Tout d’abord, le film doit certainement beaucoup à la performance Philip Seymour Hoffman, récompensée par l’Oscar du meilleur acteur. TC est mort en 1984 et, jet-setter avant l’heure, n’a jamais été avare de sa silhouette, de sa voix à la diction si particulière. Pour le spectateur américain, et dans une moindre mesure européen, une interprétation défaillante aurait tout de suite nui au propos : le véritable TC se serait superposé au personnage campé par l’acteur et lui aurait certainement fait perdre de sa crédibilité.

L’histoire : Truman Capote demande au New Yorker, le magazine peut-être le plus snob, intello côte Est jamais édité - des articles écrits par les écrivains et les journalistes les plus en vue, l’illustration et le dessin d’humeur d’un chic fou… même la pub y a un style particulier -, de lui confier un reportage sur un crime commis dans une petite ville du Kansas : le massacre d’une famille de fermiers sans histoire. Parti pour un article, il consacrera 6 ans de sa vie et son roman le plus important, et le plus vendu, à ce fait-divers.

Quels ressorts intimes ou d’une autre nature vont faire que ce dandy va s’intéresser puis s’impliquer dans cette explosion de violence qui n’est sans doute pas un évènement extraordinaire dans la société américaine ?

La grande qualité du film est que le réalisateur ne tranchera pas la question pour nous. L’identification à l’un des meurtriers ou bien un écrivain qui trouve là un sujet de roman mais qui n’a pas créé son personnage, n’est pas maître de son destin (un paradoxe pour tout créateur) ?

Certaines scènes incitent à penser que l’intérêt pour Perry Smith, le meurtrier avec lequel la relation sera la plus intime est purement utilitaire. TC l’exprime même très crûment posé : "Il faut en finir, ça me bloque pour terminer mon livre", ce seront presque ses mots. Et dans ce cas, ce "finir" c’est la pendaison !

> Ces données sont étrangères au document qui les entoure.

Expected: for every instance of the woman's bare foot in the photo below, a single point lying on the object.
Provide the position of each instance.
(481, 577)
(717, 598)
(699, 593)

À d’autres moments, on sent que quelque chose de plus profond est en jeu dans l’attitude de TC. Si l’attirance homosexuelle peut être évoquée, elle ne semble pas le ressort principal de la relation qui s’est créé entre les deux hommes. Peut-être TC a reconnu en Perry Smith un double qui aurait "mal tourné". Les blessures de l’enfance, l’inadaptation à une société dont la rigidité est masquée mais bien réelle ont peut-être fait de Percy Smith et TC deux marginaux ; chacun sur le versant que le destin lui a réservé : de l’un, mal armé intellectuellement, un meurtrier et de l’autre l’acteur d’une scène faussement intelligente, mais indigente elle aussi sur le plan des relations humaines… À ce titre, les quelques scènes de réunions mondaines sont bien cruelles.

Étrange pouvoir du film, le destin de ces deux hommes, on le sent, est lié. Et, en effet, leur aventure commune aura la même fin : la mort. Pour l’un, la fin de sa vie ; pour l’autre, une mort plus symbolique, mais pour un écrivain n’est-elle pas aussi importante. Truman Capote publiera De sang froid, pensera avoir révolutionné la littérature de son époque et être enfin capable de libérer sa créativité dans une future et prolifique production littéraire. De sang froid est un grand livre, mais le dernier, et peut-être le seul, chef d’œuvre de son auteur.

Auteur de scénarii pour quelques grands réalisateurs (De Sica, Huston), chroniqueur des mœurs de ceux qui aujourd’hui font le bonheur des chroniques people, et même acteur, ce n’est peut-être que justice qu’un film aujourd’hui nous rende plus proche cet homme qui a toujours demandé à ne pas être jugé sur les apparences.